I have a question about the salloc command in a cluster environment. When I execute the salloc command on the login node using salloc -n 1 --gpus=1 hostname, it still displays the hostname of the login node instead of the compute node's hostname. I expected to get the hostname of the compute node instead. Similarly, when I execute salloc -n 1 --gpus=1, it executes the /bin/bash on the login node with resources allocated.

My question is, if the command is not a shell like /bin/bash, does the salloc command have any effect? Will it only allocate resources and execute the command on the login node, without utilizing the compute nodes? It seems like salloc only utilizes the compute nodes when executing shell commands.

I would appreciate any clarification on this matter. Thank you.


Solution

  • With the default configuration, the salloc will only create an allocation, that is request resources and block until the resources are available, and start a shell on the login node, not on the allocated node. Then, in that shell, you can start a parallel program with srun or mpirun and the processes will run on the allocated nodes. Or you can run

    srun --pty /bin/bash -l
    

    and you will have a shell running on the allocated node.

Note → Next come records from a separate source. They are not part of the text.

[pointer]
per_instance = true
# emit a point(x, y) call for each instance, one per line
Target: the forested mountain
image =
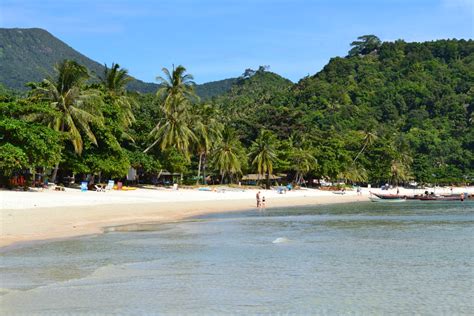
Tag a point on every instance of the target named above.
point(395, 110)
point(30, 55)
point(388, 112)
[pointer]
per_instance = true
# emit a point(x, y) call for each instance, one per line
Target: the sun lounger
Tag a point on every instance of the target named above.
point(110, 185)
point(83, 186)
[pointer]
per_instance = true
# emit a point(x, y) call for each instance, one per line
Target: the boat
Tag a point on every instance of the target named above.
point(389, 196)
point(442, 198)
point(376, 199)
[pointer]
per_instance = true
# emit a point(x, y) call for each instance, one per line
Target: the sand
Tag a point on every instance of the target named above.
point(42, 215)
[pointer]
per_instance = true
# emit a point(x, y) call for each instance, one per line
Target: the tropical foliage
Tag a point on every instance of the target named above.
point(388, 112)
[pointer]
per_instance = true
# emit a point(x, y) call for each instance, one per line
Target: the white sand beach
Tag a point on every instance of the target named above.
point(41, 215)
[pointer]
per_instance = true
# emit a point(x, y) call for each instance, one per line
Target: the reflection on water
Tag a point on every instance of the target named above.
point(368, 258)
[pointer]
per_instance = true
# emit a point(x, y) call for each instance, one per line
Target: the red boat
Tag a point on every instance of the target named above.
point(453, 197)
point(389, 196)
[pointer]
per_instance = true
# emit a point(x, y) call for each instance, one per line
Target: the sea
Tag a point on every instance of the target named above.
point(353, 259)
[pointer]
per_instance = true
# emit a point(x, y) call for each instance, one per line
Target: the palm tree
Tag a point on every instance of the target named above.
point(114, 82)
point(208, 130)
point(369, 139)
point(302, 161)
point(354, 173)
point(263, 154)
point(173, 130)
point(175, 85)
point(227, 154)
point(77, 107)
point(176, 94)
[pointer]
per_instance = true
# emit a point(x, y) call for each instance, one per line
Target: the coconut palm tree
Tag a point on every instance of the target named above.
point(302, 161)
point(175, 84)
point(114, 81)
point(354, 173)
point(263, 154)
point(77, 107)
point(369, 139)
point(227, 154)
point(173, 130)
point(208, 129)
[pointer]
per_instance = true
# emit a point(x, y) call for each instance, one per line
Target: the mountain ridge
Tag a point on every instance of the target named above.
point(29, 54)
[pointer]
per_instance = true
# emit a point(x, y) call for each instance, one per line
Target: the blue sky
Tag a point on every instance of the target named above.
point(217, 39)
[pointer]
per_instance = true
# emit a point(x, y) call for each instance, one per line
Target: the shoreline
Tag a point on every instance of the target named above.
point(40, 224)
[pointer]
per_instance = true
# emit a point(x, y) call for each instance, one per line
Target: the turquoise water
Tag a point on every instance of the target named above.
point(365, 258)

    Alternatively, and this has been the official recommended way for some time, you can use the srun command directly (i.e. not in a salloc session) like this:

    srun -n 1 --gpus=1 --pty /bin/bash -l
    

    for the same result.

    This has confused users for a long time, especially since Slurm used to have a recommendation to define SallocDefaultCommand="srun -n1 -N1 --mem-per-cpu=0 --pty --preserve-env --cpu-bind=no --mpi=none $SHELL" in the slurm.conf which had the effect of starting an srun session automatically when the user ran the salloc command.

    In the newer versions, Slurm has an option LaunchParameters=use_interactive_step that is meant to become the default and will make salloc the command to use to get a shell on the first node of the allocation, while at the same time properly handling cgroups and tasksets.